7. Building a Cloud Data Warehouse
Cloud data storage is expected to account for 53% of all enterprise data by the second quarter of 2021. Going forward, cloud storage or cloud data warehouse is clearly going to play a critical role in enterprise cloud transformation strategy. While the move to cloud sure looks like a safe bet, business intelligence teams must keep a few important things in mind before jumping on the bandwagon, such as:
Fig. 2: Consideration Before Moving to the Cloud
i) Closely understand the data modeling process
As a process, data modeling requires the business intelligence team to closely evaluate data process and storage. Data modeling techniques ideally include methods that govern data representation patterns, the preparation of data models, and communication of business requirements. The techniques essentially depend on some formalized workflows that include a sequence of objectives to be performed in an iterative manner, such as:
Fig. 3: Key Steps in Data Modeling Process
In cloud data warehouse architecture optimizing data retrieval speeds for generating analytics is the key. And this is where dimensional data models help create a difference. While Entity-relationship (ER) data models and relational data models emphasized efficient data storage practices, dimensional models focus on enhancing redundancy in order to make it easier for business intelligence teams to easily locate relevant data for retrieval and reporting purposes.

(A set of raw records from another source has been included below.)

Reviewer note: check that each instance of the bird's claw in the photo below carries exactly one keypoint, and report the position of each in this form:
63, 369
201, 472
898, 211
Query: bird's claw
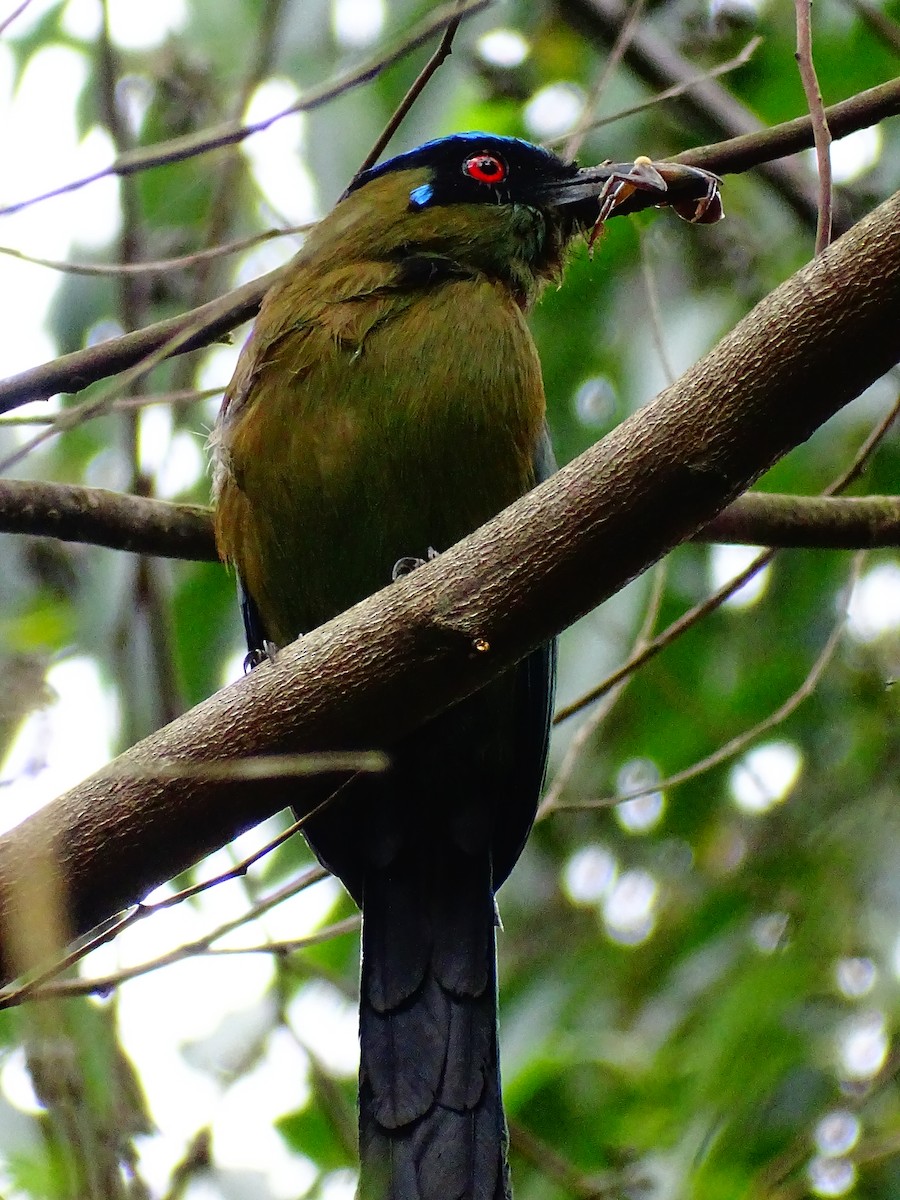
257, 655
407, 565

The two most popular dimensional data models include the star schema and the snowflake schema. In a star schema, data is cataloged as dimensions (reference information) and facts (measurable items). Here each fact is mapped with its related dimensions in a pattern that represents a star. The snowflake schema is similar to the star schema but it involves multiple layers of associated dimensions that make the entire pattern quite complex.
What are the benefits of star schema?
Star schema model offers the following benefits:
Simpler queries: In this model, all the data is linked through the fact table and the multiple dimension tables serve as a single table for information. This makes queries comparatively simpler and easier to perform.
Seamless business data reporting: Star Schema makes the process of retrieving business reports simple through period-over-period and as-of-as reports.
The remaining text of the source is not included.